If the owners had ANY " Balls " they would tell China to shove it 
bring the teams back....
But they don't and they have the same hidden marks that Pelosi,
Biden, Feinstein, and a Whole lot of others have that signifies 
they have sold their credibility down the river.....

Money is a tool and nothing else....
used properly and you can lead a successful/happy life....
Use it improperly and ......well you have what we are 
witnessing right now and into the future until the crooks
are stopped.

The GM is correct ....absolutely correct.
And yes he " stepped " out of the PC line up and called a Crook a Crook...

Now what...none of the Liberals paid attention when the information
was disseminated about Huawei Telecom/China/and the tamping 
down of FREEDOM of SPEECH in CHINA.....!

Hong Kong is in the midst of a revolution for it's FREEDOM !
China does NOT want to let Hong Kong go because they are 
the Wall Street of the Asia/Pacific and more....

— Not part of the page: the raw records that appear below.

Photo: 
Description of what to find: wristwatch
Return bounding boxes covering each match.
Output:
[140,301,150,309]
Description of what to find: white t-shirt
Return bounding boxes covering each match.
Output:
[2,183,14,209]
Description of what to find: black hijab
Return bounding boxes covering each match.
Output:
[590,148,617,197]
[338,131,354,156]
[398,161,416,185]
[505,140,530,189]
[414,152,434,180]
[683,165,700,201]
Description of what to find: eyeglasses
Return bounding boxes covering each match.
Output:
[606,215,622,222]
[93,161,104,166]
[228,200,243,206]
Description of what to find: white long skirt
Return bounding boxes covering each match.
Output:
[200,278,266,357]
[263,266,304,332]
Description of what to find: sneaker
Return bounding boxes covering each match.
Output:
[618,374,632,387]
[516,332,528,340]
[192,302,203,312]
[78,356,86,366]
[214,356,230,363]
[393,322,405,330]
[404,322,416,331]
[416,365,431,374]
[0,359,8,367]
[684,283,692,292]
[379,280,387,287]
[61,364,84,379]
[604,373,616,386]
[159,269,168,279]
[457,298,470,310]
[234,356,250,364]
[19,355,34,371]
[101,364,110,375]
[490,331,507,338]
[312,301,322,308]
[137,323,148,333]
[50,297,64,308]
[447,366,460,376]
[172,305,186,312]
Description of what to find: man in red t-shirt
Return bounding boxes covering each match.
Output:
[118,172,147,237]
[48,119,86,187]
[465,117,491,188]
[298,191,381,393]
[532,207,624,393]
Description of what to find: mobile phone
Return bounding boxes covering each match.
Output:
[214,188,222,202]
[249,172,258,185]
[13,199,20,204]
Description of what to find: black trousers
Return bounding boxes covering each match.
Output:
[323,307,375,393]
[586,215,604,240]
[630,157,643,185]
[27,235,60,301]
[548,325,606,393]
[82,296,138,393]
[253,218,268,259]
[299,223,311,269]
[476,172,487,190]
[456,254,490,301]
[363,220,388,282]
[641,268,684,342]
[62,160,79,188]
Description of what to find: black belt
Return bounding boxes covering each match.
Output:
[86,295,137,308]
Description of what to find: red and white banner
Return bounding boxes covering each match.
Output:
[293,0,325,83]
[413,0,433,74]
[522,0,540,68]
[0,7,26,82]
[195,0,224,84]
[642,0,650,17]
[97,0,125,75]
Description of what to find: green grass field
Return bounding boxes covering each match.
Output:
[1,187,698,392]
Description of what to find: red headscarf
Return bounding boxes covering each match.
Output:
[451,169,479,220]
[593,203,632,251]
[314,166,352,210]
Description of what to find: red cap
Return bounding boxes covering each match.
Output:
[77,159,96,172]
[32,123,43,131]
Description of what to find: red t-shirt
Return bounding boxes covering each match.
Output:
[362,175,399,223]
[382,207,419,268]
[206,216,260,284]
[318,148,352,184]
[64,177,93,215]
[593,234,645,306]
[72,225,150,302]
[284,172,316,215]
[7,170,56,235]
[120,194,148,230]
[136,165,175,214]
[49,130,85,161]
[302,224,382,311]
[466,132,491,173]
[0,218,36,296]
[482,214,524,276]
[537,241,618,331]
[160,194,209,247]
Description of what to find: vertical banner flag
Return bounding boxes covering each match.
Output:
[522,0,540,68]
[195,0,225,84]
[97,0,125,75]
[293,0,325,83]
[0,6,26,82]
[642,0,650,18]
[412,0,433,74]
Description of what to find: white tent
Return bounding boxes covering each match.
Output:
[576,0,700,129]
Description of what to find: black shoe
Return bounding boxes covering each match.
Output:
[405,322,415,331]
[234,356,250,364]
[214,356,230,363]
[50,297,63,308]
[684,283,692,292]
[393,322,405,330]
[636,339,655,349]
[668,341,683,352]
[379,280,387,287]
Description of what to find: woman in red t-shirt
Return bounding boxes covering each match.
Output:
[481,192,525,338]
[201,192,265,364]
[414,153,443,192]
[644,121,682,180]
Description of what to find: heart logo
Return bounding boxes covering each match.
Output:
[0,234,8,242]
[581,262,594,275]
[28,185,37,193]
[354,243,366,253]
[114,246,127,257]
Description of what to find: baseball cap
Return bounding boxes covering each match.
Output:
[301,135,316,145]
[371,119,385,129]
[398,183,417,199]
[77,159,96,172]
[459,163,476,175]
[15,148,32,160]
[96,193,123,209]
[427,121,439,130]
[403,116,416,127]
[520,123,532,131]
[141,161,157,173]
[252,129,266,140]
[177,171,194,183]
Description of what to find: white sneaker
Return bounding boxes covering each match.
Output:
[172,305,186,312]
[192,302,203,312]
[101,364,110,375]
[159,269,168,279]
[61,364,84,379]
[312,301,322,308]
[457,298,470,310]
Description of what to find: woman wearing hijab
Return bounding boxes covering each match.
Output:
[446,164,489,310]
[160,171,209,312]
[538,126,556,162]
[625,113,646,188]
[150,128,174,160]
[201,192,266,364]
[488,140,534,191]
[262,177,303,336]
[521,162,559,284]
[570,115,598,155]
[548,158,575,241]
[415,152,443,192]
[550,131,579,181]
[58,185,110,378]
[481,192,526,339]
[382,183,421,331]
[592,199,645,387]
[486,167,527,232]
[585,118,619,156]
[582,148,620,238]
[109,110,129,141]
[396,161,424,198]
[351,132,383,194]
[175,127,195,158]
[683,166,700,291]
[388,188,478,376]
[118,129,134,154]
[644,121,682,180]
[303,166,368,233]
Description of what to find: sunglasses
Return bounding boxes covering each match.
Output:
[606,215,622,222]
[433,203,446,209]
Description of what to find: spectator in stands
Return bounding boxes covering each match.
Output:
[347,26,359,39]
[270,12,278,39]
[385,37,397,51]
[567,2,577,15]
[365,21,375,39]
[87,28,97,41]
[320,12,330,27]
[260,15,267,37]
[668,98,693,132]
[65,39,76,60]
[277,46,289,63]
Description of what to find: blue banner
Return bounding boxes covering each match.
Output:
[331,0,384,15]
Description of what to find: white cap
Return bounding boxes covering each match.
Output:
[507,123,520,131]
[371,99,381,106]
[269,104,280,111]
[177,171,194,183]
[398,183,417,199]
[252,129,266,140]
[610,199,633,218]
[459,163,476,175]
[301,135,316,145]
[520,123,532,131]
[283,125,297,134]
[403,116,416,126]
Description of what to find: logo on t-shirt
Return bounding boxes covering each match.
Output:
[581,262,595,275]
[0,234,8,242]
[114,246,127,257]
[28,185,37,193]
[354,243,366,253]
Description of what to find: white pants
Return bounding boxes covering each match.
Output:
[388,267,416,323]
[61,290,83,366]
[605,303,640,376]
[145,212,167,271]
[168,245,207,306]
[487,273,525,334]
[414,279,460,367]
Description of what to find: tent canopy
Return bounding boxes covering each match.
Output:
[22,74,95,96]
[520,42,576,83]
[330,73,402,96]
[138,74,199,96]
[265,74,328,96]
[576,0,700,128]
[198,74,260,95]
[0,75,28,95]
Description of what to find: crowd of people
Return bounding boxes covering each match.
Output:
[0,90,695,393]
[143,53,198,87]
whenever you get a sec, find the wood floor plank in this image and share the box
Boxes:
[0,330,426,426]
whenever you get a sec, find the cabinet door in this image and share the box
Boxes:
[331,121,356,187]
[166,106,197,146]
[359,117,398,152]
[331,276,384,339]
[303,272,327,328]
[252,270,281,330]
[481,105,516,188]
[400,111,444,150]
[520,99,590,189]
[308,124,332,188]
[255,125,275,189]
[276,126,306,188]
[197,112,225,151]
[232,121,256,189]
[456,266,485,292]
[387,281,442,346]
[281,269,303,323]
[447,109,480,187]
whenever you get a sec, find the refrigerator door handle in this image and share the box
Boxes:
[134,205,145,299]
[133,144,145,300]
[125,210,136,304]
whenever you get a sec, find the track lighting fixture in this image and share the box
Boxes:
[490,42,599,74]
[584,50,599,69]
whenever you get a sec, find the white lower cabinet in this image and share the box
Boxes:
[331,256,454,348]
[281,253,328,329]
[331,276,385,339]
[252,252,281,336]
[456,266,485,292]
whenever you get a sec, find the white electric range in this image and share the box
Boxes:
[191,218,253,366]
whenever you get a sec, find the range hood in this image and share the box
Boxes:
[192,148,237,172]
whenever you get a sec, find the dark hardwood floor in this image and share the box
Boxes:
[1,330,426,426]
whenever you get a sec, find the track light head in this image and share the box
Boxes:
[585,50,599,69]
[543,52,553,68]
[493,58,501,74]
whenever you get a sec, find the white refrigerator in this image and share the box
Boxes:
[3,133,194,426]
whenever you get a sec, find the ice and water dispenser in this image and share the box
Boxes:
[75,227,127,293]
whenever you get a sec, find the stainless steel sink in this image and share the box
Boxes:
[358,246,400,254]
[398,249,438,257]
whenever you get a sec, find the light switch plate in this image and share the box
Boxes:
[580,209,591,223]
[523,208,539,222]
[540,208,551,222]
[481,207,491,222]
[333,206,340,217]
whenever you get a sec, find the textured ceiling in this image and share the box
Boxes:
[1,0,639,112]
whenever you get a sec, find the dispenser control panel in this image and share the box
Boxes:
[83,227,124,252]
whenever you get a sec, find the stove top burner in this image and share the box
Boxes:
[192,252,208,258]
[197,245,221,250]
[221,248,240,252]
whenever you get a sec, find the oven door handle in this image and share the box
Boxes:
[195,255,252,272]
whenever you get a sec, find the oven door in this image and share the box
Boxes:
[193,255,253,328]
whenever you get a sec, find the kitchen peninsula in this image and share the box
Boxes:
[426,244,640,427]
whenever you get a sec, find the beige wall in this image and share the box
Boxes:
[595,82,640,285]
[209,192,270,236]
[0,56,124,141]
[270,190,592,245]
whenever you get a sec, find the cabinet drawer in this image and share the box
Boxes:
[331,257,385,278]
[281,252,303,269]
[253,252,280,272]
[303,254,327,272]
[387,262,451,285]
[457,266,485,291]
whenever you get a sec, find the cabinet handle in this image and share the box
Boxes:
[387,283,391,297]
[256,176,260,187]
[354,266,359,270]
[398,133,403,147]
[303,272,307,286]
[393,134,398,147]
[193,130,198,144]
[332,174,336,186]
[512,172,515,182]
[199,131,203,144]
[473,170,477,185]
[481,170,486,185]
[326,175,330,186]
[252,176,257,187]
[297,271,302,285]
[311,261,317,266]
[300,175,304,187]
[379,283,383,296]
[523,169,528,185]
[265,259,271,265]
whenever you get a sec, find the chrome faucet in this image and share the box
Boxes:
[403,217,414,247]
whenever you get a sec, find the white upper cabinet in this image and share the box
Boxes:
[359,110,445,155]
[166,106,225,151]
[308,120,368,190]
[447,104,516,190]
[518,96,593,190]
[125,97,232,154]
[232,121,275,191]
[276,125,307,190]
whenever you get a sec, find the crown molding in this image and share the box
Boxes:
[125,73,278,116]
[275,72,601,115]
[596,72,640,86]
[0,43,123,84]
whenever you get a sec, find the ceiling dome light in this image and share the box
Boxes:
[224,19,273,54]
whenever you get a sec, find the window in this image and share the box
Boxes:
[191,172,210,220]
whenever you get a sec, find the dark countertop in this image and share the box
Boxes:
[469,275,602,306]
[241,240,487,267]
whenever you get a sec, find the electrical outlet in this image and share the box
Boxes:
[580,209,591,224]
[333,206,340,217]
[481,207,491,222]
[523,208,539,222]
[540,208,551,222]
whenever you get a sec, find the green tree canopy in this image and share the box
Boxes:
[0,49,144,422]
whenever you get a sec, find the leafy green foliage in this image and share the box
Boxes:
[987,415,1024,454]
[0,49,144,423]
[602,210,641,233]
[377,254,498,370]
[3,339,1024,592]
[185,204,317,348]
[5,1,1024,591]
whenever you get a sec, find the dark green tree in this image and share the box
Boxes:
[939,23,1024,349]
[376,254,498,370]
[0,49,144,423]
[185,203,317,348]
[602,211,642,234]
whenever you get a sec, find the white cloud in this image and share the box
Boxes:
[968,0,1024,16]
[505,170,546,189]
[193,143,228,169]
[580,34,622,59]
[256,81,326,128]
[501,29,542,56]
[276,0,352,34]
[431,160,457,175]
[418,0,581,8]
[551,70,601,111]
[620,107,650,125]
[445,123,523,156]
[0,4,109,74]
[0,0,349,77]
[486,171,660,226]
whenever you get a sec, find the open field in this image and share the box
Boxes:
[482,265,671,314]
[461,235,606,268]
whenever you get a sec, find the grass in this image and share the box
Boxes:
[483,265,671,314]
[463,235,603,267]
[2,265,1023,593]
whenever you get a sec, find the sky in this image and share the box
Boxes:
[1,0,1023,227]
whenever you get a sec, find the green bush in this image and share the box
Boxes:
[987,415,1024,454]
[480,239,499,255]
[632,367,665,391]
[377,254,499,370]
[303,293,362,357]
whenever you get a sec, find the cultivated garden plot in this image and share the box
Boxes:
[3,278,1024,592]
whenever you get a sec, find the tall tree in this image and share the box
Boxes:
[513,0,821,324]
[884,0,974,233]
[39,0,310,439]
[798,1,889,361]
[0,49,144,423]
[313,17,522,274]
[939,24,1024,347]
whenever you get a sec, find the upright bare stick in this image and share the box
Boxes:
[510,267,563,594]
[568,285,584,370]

Hong Kong is how the Chinese wash their FAKE Ballooned 
economy....if they lose Hong Kong ( which they will ! ) their
FAKE manufactured economy is trash.....*


----------



## espola (Oct 8, 2019)

https://twitter.com/SouthPark/status/1181273539799736320/photo/1?ref_src=twsrc^tfw|twcamp^tweetembed|twterm^1181273539799736320&ref_url=https://americanmilitarynews.com/2019/10/communist-china-bans-south-park-cartoon-the-show-issues-epic-response/


----------



## nononono (Oct 8, 2019)

*How does it feel to be one of the front runners vying for the modern day*
*version of Joseph Goebbels among the forum liberals who frequent this *
*forum.....You are about as disgustingly deceiving as they come....*
*You served how many years in the United States Navy/then Govt subcontracting*
* and this is how you treat the Country that provided you a paycheck...*

*Look back at your posting history...and how you handle the KNOWN TRUTH...*
*You ignore it and support the criminal network that operates behind the scenes.*

*Disgusting.....*

*




*


----------